I was sad to hear of the death last week of the poet P.J.Kavanagh. I met Patrick once briefly at a poetry gathering when he read out one of my poems. I was hoping to see him afterwards to tell him how much I liked many of his own poems, but he had disappeared outside to catch up with the cricket on the radio and I thought he wouldn’t thank me for interrupting a Test Match at a possibly critical moment just to witter about poetry. So in lieu of that missed opportunity here is one of his that I would surely have cited, a poem of grief and epiphany, disarming in its vulnerable sincerity.
Beyond Decoration
Stalled, in the middle of a rented room,
The couple who own it quarrelling in the yard
Outside, about which shade of Snowcem
They should use. (From the bed I’d heard
Her say she liked me in my dressing-gown
And heard her husband’s grunt of irritation.

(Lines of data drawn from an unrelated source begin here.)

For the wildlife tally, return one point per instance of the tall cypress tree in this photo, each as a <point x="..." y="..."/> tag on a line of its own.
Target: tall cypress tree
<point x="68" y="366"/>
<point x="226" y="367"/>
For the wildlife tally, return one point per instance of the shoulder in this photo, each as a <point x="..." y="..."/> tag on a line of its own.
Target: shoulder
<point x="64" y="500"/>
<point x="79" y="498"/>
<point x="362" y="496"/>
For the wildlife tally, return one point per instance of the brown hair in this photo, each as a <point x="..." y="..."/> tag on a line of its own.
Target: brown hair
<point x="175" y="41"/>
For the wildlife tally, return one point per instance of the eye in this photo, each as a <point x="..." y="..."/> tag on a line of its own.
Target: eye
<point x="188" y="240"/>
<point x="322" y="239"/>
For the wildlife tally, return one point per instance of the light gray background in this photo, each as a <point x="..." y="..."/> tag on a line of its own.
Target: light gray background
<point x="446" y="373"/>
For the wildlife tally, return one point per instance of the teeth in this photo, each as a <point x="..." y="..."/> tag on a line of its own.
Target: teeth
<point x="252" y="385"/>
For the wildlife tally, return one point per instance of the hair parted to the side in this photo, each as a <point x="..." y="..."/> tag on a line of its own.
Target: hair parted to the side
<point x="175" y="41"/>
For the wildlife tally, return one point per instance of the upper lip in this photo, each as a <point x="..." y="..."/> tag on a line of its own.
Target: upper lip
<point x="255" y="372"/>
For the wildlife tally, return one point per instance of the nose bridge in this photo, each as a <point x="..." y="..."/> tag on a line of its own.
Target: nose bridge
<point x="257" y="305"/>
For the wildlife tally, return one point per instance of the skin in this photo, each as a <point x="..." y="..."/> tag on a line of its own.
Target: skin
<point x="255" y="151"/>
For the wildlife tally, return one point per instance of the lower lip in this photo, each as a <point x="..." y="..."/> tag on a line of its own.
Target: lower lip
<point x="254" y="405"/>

Some ladies like sad men who are alone.)
But I am stalled, and sad is not the word.
Go out I cannot, nor can I stay in.
Becalmed mid-carpet, breathless, on the road
To nowhere and the road has petered out.
This was twenty years ago, and bad as that.
I must have moved at last, for I knelt down,
Which I had not before, nor thought I should.
It would not be exact to say I prayed;
What for? The one I wanted there was dead.
All I could do was kneel and so I did.
At once I entered dark so vast and warm
I wondered it could fit inside the room
When I looked round. The road I had to walk down
Was still there. From that moment it was mean
Beyond my strength to doubt what I had seen:
A heat at the heart of dark, so plainly shown,
A bowl, of two cupped hands, in which a pain
That filled a room could be engulfed and drown
And yet, for truth is in the bowl, remain…
Today I thought it time to write this down
Beyond decoration, humble, in plain rhyme,
As clear as I could, and as truthful, which I have done.